Financial journalist Erin Arvedlund's Too Good to Be True and biographer Jerry Oppenheimer's Madoff With the Money are among the best.

While they fall short of revealing the heart of the beast, surely Madoff, who pleaded guilty, is the only one capable of that analysis.

Both have the feel of being woven together quickly. Little wonder. They were. Madoff was arrested less than a year ago on Dec. 11 and pleaded guilty on March 12, 2009. Both do, however, make fine reading for the curious looking to pull back the covers even partially. The narratives revolve around a cast of characters, strewn across the globe, and complex Wall Street sleight of hand. Each cobbles together a portrait of Madoff, and what emerges is a starkly soulless figure — much like Madoff's gray-and-black office decors.

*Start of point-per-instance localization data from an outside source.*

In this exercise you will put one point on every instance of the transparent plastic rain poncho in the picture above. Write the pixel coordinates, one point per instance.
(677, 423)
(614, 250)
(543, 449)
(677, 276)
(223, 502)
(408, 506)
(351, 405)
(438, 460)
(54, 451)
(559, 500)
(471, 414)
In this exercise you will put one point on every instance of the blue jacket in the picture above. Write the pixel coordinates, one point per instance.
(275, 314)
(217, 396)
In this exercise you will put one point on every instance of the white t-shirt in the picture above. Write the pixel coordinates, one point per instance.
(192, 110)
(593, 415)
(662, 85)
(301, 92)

First up, Arvedlund's Too Good to Be True. You have to hand it to Arvedlund. She had the goods and guts to expose the shaky underpinnings of Madoff's secretive hedge fund empire in early 2001 in an article, which appeared in Barron's, based on more than 100 interviews. Her story, titled Don't Ask, Don't Tell, was a jarring eye-opener … if only the Securities and Exchange Commission had paid it any heed.

She skeptically asked Madoff how some of his funds invested for individuals in private accounts had never had a down year and had produced compound annual returns of 15% for more than a decade. He blew her off by saying: "It's a proprietary strategy. I can't go into it in great detail." She called around to the firms that marketed his funds, such as Fairfield Greenwich, a New York City-based hedge fund marketer, and asked how he accomplished this. Co-founder Jeffrey Tucker responded, "it's a private fund" and wouldn't discuss returns.

The returns had been so consistent that some on the Street had begun speculating that Madoff's market-making operation subsidized and smoothed his hedge fund returns, she reported. And she wrote that one satisfied, unnamed investor informed her "Madoff politely requests that his investors not reveal that he runs their money."

Arvedlund's book uses her Barron's story as a launching pad to delve deeper into the business story of how Madoff arrived at such a lauded state of hushed reverence from investors and SEC regulators alike. Until he was arrested, Madoff was relatively unknown outside the financial world.

She begins with Madoff's brazen court statement on March 12: "I never invested the money. I deposited it into a Chase Manhattan bank."

"Madoff's crime, painstakingly carried out over many years, was audacious but based on a simple premise: He paid earlier investors with later investors' money," she writes. Arvedlund has an investigative reporter's grasp of the investment world. She explains how hedge funds operate and how financial markets are regulated, and provides insight into some of the biggest global investors. She follows money funneled from individual investors to feeder funds such as Fairfield Greenwich, and ultimately to Madoff's Chase Manhattan account.